From Mission Field To Mission Force

From Mission Field To Mission Force

 In 1999, a friend of mine from Eswatini told me that he was called to be a missionary in Mozambique. That same year, he ministered with us for a month in Massinga, Inhambane. In 2001, another friend of mine (a Mozambican) told me that God was calling him to be a missionary to Uganda. 

Missionary calls are strange in our context and worldview since “being a missionary” has been more of a “white man’s enterprise.” Missions has been seen as what outsiders have come to do to evangelize to our people. The idea of us going beyond, to make disciples of all nations, has been more theory than practice. 

In 2011, I was appointed as the National Director of Missions for The Wesleyan Church (TWC) in Mozambique even though we didn’t fully understand missions. By God’s grace, I started mobilizing the Mozambican Church for cross-cultural missions beyond our borders. 

In 2012, I had the privilege of sharing at Emmanuel Wesleyan Bible College’s “Missions Emphasis Week,” where seven students professed their missionary calling. Later, more expressed a call in Mozambique in 2014 (14 youths) and again in South Africa in 2019 (nine). During this period, Malawi became a mission field. The Church in Mozambique was ecstatic and we began to face the new challenges of doing ministry in a strange land. 

Although it was a great joy to see young people respond positively to their missionary calling, it became a challenge as I repeatedly saw their passion and commitment die and become a memory of yesteryear. Something was missing. 

In 2018, I enrolled at Bethany Global University to search for ways to better do missions in our context. I discovered that one of the things we lacked was relevant structures, but I feared that creating them could kill(or limit) the bigger vision God had laid on my heart. I couldn’t see how to go about it until I met with Nikki Nettleton from Global Partners, a fellow student in one of my classes. 

During a Zoom call, Nikki sensed my concerns and the magnitude of the vision and asked me a key question, “Who else should be invited into this process?” God used that to lead me to two people who had the same heart and passion – Rev. Doctor Galela (Regional Superintendent of the Southern Africa Region of TWC) and Rev. Thabsile Thwala (TWC National Superintendent in Eswatini). 

Together, we drafted the “Mission Sending Path Framework” to guide how to move from being a mission field to a mission force. 

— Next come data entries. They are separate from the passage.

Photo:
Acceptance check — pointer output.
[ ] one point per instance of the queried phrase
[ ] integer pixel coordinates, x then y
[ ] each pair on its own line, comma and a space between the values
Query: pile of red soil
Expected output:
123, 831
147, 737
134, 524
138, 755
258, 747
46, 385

Our vision is to be a responsible and faithful mission force, accelerating the spread of the Gospel and make disciples from Everywhere to Everywhere in accordance with the Great Commission found in Matthew 28:18- 20. Our mission is to mobilize every local church to participate in reaching unreached people groups and strengthen existing mission work among unreached people groups. The following are our objectives: 

  1. Establish National and Regional Mission Structures 
  2. Regional Mission Emphasis 
  3. Raise Up and Train Missionaries 
  4. Provide Participation Opportunities 

The fire is spreading! We have grown from being the vision of three nations to six: Mozambique, South Africa, Eswatini, Zambia, Kenya and Uganda. In April 2023, we held our first “Everywhere to Everywhere Mission Conference.”


One hundred thirty-five leaders from five nations attended, and a mission task force of 17 people was put together to spread the vision and lead a movement of prayer for unreached people groups. Zambia is on the verge of sending its first commissioned missionary. Together we are focused on planting churches among the Yao people of Malawi and partnering with Operation Mobilization for missionary training. 

Our vision is compelling. Our mission is clear. Our baseline purpose is to reach unreached people groups with the Gospel of our Lord Jesus Christ in accordance with Matthew 28:18-20. We are moving from a mission field to a mission force!